Geschmacksverlust: Selbst die beste Torte kann Covid-19-Patienten nicht mehr erfreuen.
Foto: Claude Prigent (PhotoPQR)

Ziemlich irritierend ist das, wenn die herrlichsten Wohlgerüche wegfallen. Beim Kochen und Essen sowieso, aber auch die Aromen von Herbstlaub, Adventszauber oder dem Schmusetier auf dem Schoss fehlen plötzlich. Zwar werden unangenehme Duftmarken nicht mehr wahrgenommen, doch die Einschnitte in die Lebensqualität sind trotzdem erheblich. Zu Beginn der Pandemie fiel die Sinnesstörung nur als Begleiterscheinung auf, die Patienten allerdings als besonders lästig empfanden.

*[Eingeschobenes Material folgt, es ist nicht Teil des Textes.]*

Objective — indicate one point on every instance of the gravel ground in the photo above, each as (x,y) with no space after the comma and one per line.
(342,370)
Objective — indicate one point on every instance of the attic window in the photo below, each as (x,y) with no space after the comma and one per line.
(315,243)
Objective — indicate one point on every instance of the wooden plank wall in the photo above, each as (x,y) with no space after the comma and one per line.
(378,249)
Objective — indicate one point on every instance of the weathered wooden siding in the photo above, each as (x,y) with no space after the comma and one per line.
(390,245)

Inzwischen sind Einschränkungen des Geruchs und des Geschmacks längst als eines der Hauptsymptome nach einer Infektion mit Sars-CoV-2 etabliert. Laut dem deutschen Robert-Koch-Institut werden bei 21 Prozent der Betroffenen entsprechende Beschwerden erfasst. In Fachartikeln ist teilweise eine Häufigkeit von 30 bis 40 Prozent angegeben. Gerade bei Patienten, die sonst kaum Symptome haben, ist der fehlende oder veränderte Geruchssinn oft das Einzige, was sie spürbar stört.